The diversification is out of necessity, as much as ambition. POP MART released its half-yearly report in August. The brand’s revenue grew 19.3% from 2022, to 2.8 billion RMB (383 million USD). With a 477 million RMB (65 million USD) H1 net profit, surpassing the whole of 2022, POP MART has recovered quickly after the return of in-person shopping. The Classic IPs MOLLY, SKULLPANDA and DIMOO make up 46% of its turnover. However, with slowing growth of 1.75%, 13.99% and 21.30% from these ‘big three’ IPs respectively, newer characters have yet to reach the level of popularity to fill the gap.

IPs alone cannot establish an emotional connection with visitors

But there is also concern that POP MART lacks stories for its IPs. Popular theme parks such as Disneyland and Universal Studios all have narratives for their characters. Lin Huanjie of Institute for Theme Park Studies China argues that without adequate content, IPs alone cannot establish an emotional connection with visitors.

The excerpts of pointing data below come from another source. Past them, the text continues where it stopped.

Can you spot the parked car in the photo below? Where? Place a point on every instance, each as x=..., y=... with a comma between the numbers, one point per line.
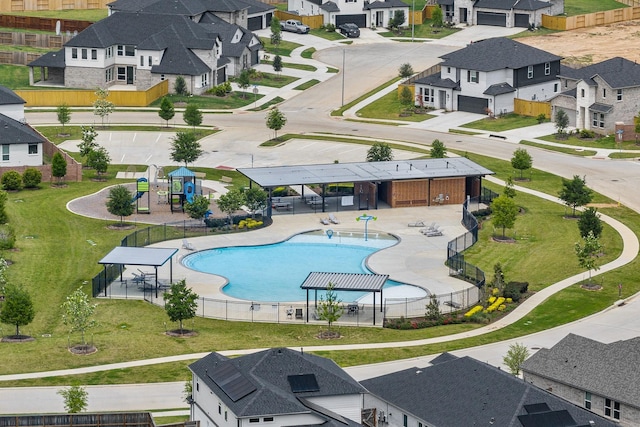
x=350, y=29
x=294, y=26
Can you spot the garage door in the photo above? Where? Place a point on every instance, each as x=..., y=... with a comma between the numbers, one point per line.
x=359, y=20
x=254, y=23
x=492, y=18
x=522, y=20
x=472, y=105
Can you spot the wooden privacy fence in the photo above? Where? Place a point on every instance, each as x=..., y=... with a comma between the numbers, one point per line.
x=86, y=97
x=312, y=21
x=531, y=108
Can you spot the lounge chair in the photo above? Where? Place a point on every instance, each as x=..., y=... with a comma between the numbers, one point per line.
x=187, y=245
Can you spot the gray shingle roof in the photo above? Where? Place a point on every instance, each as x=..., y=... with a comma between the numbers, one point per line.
x=495, y=54
x=268, y=371
x=469, y=392
x=609, y=370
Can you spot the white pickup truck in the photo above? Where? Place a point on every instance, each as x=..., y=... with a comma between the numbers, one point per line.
x=294, y=26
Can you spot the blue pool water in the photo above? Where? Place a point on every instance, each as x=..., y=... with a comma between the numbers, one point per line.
x=275, y=272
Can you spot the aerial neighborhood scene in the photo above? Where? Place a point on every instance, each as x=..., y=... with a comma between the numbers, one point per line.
x=380, y=213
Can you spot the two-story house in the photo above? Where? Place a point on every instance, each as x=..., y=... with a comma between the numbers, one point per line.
x=275, y=387
x=602, y=378
x=486, y=76
x=597, y=96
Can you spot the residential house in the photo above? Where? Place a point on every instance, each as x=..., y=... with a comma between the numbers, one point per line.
x=363, y=13
x=602, y=378
x=503, y=13
x=20, y=144
x=275, y=387
x=466, y=392
x=598, y=96
x=487, y=76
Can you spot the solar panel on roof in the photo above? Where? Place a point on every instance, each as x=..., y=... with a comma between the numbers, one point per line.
x=231, y=381
x=303, y=383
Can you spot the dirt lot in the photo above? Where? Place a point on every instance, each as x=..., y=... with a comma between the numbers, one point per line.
x=590, y=45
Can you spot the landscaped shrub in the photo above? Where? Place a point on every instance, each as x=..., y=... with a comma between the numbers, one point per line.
x=32, y=178
x=11, y=181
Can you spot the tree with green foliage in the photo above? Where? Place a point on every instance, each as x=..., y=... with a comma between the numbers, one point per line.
x=99, y=160
x=504, y=212
x=575, y=193
x=78, y=313
x=590, y=222
x=244, y=81
x=380, y=152
x=180, y=86
x=521, y=160
x=330, y=307
x=17, y=308
x=515, y=357
x=197, y=208
x=58, y=167
x=276, y=120
x=119, y=202
x=64, y=114
x=102, y=106
x=185, y=148
x=438, y=150
x=180, y=303
x=75, y=399
x=192, y=116
x=588, y=252
x=167, y=110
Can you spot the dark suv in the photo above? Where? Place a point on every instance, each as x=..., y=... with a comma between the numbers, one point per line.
x=350, y=30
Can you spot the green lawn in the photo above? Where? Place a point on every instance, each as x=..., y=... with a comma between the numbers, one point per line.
x=389, y=107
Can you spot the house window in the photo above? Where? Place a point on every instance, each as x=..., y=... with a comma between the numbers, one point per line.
x=587, y=400
x=612, y=408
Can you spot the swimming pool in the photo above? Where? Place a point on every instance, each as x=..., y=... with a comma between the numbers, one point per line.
x=275, y=272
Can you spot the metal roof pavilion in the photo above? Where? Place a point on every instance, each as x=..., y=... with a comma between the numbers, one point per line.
x=346, y=282
x=364, y=171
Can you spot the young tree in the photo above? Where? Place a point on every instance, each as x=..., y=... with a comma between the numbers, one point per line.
x=180, y=303
x=101, y=106
x=64, y=114
x=405, y=71
x=380, y=152
x=75, y=399
x=590, y=222
x=185, y=148
x=575, y=193
x=167, y=111
x=504, y=212
x=58, y=166
x=562, y=122
x=276, y=120
x=198, y=208
x=180, y=86
x=119, y=202
x=330, y=307
x=521, y=160
x=588, y=253
x=78, y=313
x=192, y=116
x=17, y=308
x=516, y=355
x=438, y=150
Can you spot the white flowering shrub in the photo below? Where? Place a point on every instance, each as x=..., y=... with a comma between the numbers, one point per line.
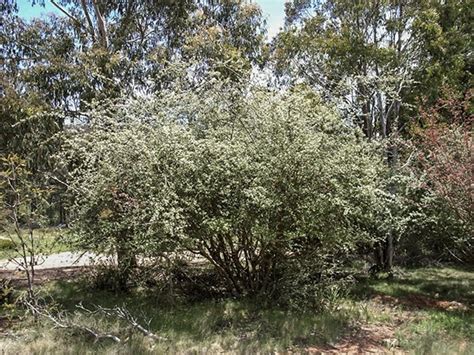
x=252, y=185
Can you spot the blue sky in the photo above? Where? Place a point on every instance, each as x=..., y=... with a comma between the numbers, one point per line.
x=273, y=11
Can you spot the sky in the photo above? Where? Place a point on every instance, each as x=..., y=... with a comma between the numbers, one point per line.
x=273, y=11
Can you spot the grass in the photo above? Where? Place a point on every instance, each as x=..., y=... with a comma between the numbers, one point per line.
x=47, y=241
x=413, y=307
x=434, y=307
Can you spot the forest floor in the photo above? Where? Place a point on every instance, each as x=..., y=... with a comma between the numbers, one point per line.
x=424, y=310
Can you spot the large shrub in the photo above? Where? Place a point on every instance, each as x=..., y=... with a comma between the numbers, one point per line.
x=255, y=184
x=122, y=170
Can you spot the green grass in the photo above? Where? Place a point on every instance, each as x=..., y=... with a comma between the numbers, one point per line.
x=213, y=326
x=47, y=241
x=245, y=326
x=420, y=299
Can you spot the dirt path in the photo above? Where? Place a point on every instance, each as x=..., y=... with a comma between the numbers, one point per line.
x=59, y=260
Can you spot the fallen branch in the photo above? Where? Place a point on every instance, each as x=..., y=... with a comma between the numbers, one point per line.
x=124, y=314
x=60, y=322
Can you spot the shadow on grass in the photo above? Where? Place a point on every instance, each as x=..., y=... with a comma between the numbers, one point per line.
x=235, y=324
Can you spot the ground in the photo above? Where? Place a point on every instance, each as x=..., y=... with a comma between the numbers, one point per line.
x=425, y=310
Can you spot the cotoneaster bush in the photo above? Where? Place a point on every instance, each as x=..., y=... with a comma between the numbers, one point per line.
x=256, y=186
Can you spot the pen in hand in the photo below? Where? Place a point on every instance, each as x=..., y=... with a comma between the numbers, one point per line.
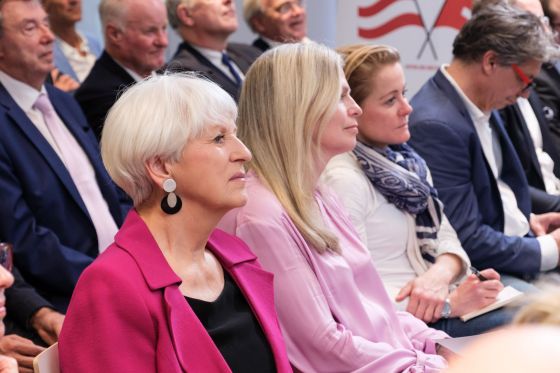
x=478, y=274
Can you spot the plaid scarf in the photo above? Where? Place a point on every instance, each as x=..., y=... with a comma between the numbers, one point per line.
x=400, y=174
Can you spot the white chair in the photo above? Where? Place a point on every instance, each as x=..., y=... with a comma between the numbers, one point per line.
x=47, y=361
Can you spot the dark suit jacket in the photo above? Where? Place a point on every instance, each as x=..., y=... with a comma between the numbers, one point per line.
x=41, y=211
x=261, y=44
x=128, y=314
x=548, y=89
x=520, y=137
x=189, y=59
x=99, y=91
x=444, y=134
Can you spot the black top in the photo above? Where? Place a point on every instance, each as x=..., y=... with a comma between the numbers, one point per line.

Partially addressing this issue, POP MART announced its first ever mobile game Dream Home, featuring classic characters from POP MART’s line-up, earlier this year, with a playtest slated for Q4 this year. The game will feature AR functions to bridge the online and offline for the park. The immersive and interactive nature of the game has the potential to fulfill the need for greater storytelling and emotional engagement.

POP MART is not the only IP-centric brand trying to move into the theme park market, as the snack brand Want Want has also announced a plan to build an amusement park in Changsha. A McKinsey report on China’s theme park market estimates that the size of the market is set to expand to 90 billion RMB (12 billion USD) in 2025 from 40 billion RMB (5.5 billion USD) in 2019. McKinsey stresses that ‘[s]trong brands with associated IP are critical to theme park success’. With more IP-based amusement parks joining the fray, China’s theme park market looks to become more bullish and competitive.